Ok, all. Here's some advice. DO NOT try to compete with my in-law's Easter egg hunt. You will be sorry. Remember, this is just a family event--not like a church-wide hunt or anything. Just the grandkids. We hid 250 eggs. Yes, 250. 5 grandkids X 50 eggs each = 250 eggs filled with candy. Let me tell you, hiding the eggs is a chore, and we were thankful for good weather this year so that we didn't have to hide them in the house again, but I'm confident that the real chore is stuffing 250 eggs. And my in-laws are painstakingly careful about making sure that all of the kids get equal amounts of candy, so I imagine this takes them hours to do. In addition to stuffing the eggs, they have also marked the eggs with each child's initial so that there are no mix ups or hurt feelings. My grandchildren, if I am blessed enough to have any MANY, MANY years from now, will probably not be this lucky!! Ok, some more advice--when hiding 250 eggs, make sure that you note WHERE you hide the 250 eggs. This may require a detailed map and some tedious marking as you hide, but if you do not follow this advice (we never do), some lucky person (in our case, PawPaw) will be finding plastic eggs full of melted chocolate in the yard for weeks to come!

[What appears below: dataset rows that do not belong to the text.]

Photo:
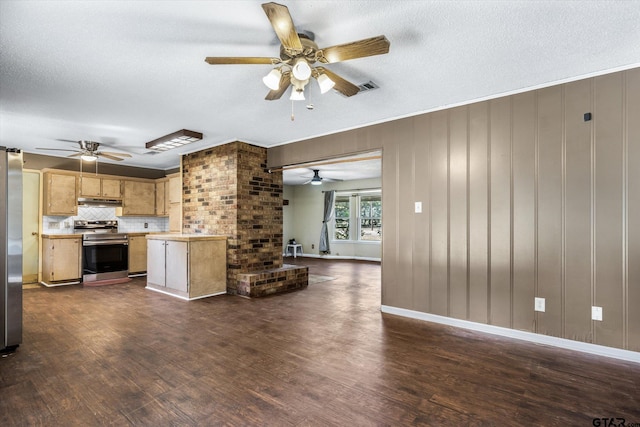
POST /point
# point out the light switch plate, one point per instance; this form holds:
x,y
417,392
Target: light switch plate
x,y
596,313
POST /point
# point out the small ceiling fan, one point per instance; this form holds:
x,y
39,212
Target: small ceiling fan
x,y
317,179
299,53
89,151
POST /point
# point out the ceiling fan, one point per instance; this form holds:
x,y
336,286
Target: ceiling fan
x,y
298,56
317,179
89,151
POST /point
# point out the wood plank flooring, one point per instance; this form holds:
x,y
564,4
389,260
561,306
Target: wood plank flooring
x,y
123,355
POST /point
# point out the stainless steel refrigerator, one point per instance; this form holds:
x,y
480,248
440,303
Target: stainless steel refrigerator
x,y
10,249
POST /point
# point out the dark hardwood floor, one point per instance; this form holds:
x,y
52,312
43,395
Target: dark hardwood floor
x,y
124,355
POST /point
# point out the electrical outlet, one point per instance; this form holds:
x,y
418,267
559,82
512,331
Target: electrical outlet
x,y
596,313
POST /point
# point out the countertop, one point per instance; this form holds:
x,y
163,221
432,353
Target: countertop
x,y
79,235
63,236
180,237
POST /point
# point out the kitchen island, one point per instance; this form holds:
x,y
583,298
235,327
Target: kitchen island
x,y
187,266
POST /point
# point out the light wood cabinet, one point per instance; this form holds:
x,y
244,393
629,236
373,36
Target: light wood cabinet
x,y
91,186
60,194
138,198
61,260
162,197
137,254
187,266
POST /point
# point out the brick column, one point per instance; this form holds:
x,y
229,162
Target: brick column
x,y
228,190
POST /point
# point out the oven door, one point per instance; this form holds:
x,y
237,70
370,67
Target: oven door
x,y
102,260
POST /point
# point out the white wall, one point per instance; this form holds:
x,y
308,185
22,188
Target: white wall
x,y
302,219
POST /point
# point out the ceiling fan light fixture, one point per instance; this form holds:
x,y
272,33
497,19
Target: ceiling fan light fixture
x,y
297,94
272,80
174,140
301,69
325,83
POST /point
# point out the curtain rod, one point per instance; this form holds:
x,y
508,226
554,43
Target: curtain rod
x,y
354,189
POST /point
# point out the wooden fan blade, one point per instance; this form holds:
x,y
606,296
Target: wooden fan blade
x,y
114,154
285,80
54,149
343,86
282,24
108,156
222,60
368,47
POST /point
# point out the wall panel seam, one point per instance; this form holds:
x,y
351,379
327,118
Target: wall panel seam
x,y
489,276
563,214
468,219
593,203
430,224
536,189
625,214
448,212
511,212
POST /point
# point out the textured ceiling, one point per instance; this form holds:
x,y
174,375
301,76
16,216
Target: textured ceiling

So, to properly conduct a Perry-style Easter egg hunt, first, the kids must hide in the house, preferably upstairs in the playroom where they cannot sneak peaks out of the windows. Second, the parents must hide the eggs in locations of varying difficulty around the yard. If you are like my husband, you may take this approach: make an effort in hiding the first eggs (say, 10, 20, 25, depends on his mood) and then simply toss the remaining eggs randomly around the yard. Don't toss them too hard, though, or they will pop open and spill their precious, chocolate contents! If you are like me, you will probably make an effort hiding all of the eggs and be the last one finished hiding because let's face it, it's hard to find 250 perfect places to hide Easter eggs!
At this point, you are ready to call the kids. Have them line up...

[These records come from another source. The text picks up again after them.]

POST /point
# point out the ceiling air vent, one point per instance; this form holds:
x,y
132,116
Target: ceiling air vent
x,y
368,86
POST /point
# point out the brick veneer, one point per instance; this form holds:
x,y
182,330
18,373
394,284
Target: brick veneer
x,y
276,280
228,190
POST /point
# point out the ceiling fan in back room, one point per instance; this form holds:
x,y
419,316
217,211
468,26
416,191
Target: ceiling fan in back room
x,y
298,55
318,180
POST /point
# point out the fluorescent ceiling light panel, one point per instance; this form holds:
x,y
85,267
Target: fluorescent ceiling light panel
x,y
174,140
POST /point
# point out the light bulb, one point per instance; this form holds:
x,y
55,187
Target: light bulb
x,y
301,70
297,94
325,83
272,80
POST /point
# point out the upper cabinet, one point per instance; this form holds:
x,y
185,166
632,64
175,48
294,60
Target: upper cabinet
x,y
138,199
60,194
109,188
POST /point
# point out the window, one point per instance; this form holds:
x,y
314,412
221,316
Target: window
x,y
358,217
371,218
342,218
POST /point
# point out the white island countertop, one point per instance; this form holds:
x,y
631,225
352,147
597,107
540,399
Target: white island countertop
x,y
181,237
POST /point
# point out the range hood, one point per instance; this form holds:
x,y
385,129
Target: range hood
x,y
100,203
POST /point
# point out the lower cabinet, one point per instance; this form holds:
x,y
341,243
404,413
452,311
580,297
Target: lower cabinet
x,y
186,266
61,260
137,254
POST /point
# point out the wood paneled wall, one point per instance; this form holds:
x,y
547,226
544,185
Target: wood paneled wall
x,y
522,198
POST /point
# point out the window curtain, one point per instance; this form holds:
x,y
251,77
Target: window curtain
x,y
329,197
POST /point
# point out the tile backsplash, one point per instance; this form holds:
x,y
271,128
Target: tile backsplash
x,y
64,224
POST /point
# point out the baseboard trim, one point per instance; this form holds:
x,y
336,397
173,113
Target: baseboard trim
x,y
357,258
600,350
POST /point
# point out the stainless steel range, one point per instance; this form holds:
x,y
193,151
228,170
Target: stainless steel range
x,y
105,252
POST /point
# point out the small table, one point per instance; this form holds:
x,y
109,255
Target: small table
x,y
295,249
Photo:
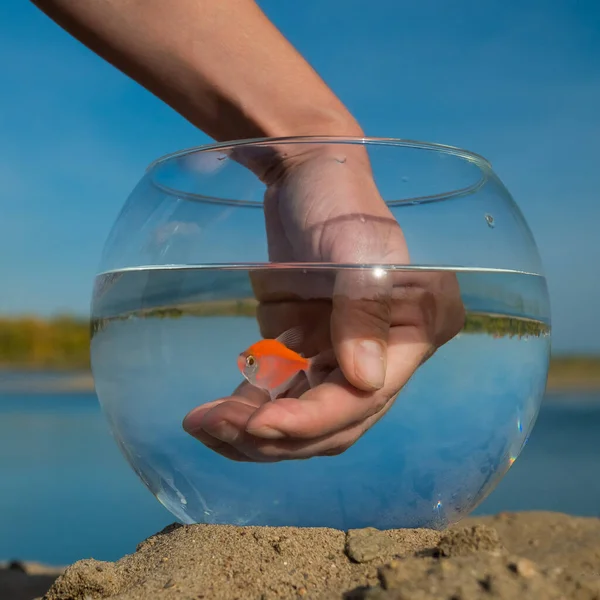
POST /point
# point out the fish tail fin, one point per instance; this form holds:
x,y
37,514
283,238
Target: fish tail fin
x,y
320,366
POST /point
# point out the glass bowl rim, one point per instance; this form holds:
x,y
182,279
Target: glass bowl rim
x,y
467,155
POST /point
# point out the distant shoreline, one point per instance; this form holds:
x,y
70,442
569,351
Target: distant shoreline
x,y
31,381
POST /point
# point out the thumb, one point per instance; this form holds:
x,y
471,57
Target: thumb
x,y
360,323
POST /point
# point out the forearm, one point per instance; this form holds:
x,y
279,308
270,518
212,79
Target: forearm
x,y
221,64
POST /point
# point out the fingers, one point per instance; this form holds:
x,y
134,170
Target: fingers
x,y
336,404
325,421
360,324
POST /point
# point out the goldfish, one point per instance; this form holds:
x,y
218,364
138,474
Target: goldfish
x,y
270,364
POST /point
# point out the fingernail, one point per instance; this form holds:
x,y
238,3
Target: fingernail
x,y
369,363
224,431
266,432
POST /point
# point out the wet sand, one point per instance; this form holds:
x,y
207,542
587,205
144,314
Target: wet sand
x,y
511,555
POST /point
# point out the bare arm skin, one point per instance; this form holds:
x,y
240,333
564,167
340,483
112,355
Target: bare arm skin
x,y
226,68
221,64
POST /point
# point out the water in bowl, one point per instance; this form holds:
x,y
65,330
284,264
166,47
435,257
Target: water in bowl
x,y
166,340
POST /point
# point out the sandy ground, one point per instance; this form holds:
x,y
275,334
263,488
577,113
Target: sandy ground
x,y
508,556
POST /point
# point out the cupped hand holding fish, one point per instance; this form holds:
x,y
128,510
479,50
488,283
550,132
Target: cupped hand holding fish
x,y
339,345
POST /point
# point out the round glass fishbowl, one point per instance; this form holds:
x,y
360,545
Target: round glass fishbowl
x,y
340,332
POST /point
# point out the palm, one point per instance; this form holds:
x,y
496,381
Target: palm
x,y
331,212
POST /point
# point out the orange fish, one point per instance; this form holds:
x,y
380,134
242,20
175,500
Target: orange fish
x,y
271,365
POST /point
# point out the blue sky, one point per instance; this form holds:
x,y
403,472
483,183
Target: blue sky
x,y
518,82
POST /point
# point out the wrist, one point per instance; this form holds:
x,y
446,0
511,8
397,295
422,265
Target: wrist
x,y
269,161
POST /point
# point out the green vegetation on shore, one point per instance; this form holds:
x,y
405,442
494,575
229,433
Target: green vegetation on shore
x,y
62,343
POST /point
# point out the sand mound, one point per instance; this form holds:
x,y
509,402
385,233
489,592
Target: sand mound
x,y
522,555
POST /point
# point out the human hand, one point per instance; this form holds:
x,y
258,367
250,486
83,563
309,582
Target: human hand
x,y
377,325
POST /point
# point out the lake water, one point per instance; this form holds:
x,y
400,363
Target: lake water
x,y
68,494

and then go with the traditional "Ready, Set, Go!" (Or, if you are a Perry male, throw in a "Ready, Set, Stop!"or two to really get them wound up!)
With this number of eggs, expect to have your child stopping to count multiple times to see how many eggs he or she has left to collect. Also expect to have to help your child find the ones that you hid too well. Do not be upset or aggravated about this: remember, this problem is, technically, your fault. Being too good at hiding Easter eggs is not really a positive. Oh, and this is important, while the children are finding the eggs, and you have a short (very short) break, begin planning your excuses for why you will not hide the eggs again. It is good to work with the other parents on this one: you know, safety in numbers, a united front, and all that. If you have a baby in the family too young to hunt, this can work in your favor: have the kids hide the baby's eggs. You will have to go find them, but you will get a break in between, and this can be a trade off for your refusal to hide the eggs again (it worked for us--next year, we won't be so lucky, though!)

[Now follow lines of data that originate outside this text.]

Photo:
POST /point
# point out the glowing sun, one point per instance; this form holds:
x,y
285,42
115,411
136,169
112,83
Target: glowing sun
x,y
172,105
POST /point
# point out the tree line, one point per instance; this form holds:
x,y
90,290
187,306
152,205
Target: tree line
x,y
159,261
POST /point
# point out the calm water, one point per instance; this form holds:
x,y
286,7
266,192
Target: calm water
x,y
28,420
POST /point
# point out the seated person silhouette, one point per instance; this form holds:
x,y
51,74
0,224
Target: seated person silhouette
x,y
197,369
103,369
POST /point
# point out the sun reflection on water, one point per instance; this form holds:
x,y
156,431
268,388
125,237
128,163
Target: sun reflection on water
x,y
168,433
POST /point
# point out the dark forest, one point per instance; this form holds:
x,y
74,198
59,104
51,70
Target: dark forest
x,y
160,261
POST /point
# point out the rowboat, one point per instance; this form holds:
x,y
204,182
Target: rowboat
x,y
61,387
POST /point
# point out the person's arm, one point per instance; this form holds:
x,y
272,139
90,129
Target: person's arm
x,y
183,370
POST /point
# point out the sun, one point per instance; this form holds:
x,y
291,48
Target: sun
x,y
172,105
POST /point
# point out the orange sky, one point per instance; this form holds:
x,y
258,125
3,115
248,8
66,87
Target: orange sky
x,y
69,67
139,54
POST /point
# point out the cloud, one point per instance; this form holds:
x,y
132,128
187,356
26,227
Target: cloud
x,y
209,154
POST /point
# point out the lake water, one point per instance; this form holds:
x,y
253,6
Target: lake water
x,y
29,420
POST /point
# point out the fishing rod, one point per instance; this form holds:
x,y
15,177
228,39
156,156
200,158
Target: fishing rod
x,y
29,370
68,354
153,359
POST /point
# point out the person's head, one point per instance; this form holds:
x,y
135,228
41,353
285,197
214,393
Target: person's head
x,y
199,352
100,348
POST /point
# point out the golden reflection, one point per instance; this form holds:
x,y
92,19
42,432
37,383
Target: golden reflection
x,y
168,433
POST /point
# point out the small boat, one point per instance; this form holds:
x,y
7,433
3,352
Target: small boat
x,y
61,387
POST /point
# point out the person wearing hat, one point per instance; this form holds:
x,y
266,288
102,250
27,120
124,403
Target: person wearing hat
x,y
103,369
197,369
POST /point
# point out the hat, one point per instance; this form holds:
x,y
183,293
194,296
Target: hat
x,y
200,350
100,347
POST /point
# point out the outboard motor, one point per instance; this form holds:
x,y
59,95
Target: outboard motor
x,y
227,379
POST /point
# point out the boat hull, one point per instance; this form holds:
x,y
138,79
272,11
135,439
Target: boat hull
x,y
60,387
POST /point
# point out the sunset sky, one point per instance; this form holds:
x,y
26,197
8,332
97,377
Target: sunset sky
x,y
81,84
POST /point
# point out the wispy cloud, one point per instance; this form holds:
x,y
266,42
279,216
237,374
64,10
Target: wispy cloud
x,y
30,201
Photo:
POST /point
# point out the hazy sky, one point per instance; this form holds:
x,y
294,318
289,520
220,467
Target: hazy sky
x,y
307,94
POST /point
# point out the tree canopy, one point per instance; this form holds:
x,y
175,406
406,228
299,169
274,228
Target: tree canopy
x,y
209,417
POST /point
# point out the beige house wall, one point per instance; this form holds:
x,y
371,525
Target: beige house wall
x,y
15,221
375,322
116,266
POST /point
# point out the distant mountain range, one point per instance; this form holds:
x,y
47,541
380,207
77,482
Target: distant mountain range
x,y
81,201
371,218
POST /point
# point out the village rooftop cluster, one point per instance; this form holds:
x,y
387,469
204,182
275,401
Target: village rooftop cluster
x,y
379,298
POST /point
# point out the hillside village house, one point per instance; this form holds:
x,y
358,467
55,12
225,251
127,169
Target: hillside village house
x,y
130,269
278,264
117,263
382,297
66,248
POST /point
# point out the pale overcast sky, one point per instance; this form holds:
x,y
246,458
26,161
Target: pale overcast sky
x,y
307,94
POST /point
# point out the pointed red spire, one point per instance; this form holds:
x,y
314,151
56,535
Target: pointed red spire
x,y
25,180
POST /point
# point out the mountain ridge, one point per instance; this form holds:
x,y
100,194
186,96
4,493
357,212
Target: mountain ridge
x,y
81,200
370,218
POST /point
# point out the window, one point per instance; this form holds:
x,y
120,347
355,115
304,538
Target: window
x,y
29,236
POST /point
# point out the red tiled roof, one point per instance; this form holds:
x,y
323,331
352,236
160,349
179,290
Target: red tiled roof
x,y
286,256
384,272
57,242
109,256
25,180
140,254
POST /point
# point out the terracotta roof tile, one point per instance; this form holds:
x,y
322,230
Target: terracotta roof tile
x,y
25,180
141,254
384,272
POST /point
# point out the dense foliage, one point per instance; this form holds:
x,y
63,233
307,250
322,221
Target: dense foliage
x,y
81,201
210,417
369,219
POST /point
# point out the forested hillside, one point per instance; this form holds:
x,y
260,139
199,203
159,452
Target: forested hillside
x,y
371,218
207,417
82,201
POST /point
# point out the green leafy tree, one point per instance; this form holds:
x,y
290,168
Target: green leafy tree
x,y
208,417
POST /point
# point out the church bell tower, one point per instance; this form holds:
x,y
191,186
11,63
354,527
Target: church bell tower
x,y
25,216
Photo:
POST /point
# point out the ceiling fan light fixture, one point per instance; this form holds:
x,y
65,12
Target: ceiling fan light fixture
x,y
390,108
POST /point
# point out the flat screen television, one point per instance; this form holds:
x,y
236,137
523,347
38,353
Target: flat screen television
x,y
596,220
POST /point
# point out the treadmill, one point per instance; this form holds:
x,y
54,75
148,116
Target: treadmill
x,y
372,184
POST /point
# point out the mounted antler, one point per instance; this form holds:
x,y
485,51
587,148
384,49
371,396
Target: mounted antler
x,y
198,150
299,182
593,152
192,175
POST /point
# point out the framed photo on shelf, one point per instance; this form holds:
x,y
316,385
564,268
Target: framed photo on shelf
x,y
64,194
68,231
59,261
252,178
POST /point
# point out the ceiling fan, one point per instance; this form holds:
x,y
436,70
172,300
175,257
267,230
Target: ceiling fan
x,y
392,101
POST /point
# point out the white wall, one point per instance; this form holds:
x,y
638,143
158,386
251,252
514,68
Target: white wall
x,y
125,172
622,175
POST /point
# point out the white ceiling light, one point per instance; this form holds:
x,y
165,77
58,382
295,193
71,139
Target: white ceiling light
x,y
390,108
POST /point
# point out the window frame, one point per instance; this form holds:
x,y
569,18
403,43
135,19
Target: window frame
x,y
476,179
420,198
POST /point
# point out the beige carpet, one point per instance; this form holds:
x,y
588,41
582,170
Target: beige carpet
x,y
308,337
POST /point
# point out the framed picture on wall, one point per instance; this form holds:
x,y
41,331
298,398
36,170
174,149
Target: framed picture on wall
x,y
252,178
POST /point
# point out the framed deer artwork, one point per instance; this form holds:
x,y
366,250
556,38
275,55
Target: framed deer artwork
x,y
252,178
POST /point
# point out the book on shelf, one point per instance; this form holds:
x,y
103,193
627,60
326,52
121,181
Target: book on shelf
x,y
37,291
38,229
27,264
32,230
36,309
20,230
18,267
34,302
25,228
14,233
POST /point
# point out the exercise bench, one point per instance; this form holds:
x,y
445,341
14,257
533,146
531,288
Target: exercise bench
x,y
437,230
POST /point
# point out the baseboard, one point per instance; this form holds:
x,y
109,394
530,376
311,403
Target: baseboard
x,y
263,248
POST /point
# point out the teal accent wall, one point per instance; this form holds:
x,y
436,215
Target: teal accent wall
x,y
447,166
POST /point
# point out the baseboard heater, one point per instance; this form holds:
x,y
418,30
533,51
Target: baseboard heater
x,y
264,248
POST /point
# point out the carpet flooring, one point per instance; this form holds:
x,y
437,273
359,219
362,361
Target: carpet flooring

You may also want to set aside some time after you child goes to bed to scope out his or her candy-hiding spot so that you can sneak some treats. After all, it is not healthy for kids to have so much sugar, so you are really just being a good parent when you do this. Just try not to overdo it, or your child WILL catch you and may employ a candy alarm in the future (ala Grant Perry).
If you fail to follow my advice and try to recreate this Easter egg hunt with your family, please note that 50 stuffed eggs will not be sufficient. You will also need to supply each child with an Easter basket full of treats, including their favorite candy. This year, Granna used mini utility totes from Thirty-One, which was brilliant. The boys were camouflage, and Arwen's was floral. These totes were the perfect size and now can be used as a great storage container for toys in the kids rooms, in the living room or den, or even in the car.
After all is said and done, if you are the lucky grandparents hosting this event, send the kids home full of candy and excitement, sit back on your couch and relax or lie down for a nap--I personally would go for a nap, but it's really a matter of preference--and giggle to yourself about how much trouble your children will be having calming the grandkids down for the night and pat yourself on the back for another spoiling job well done!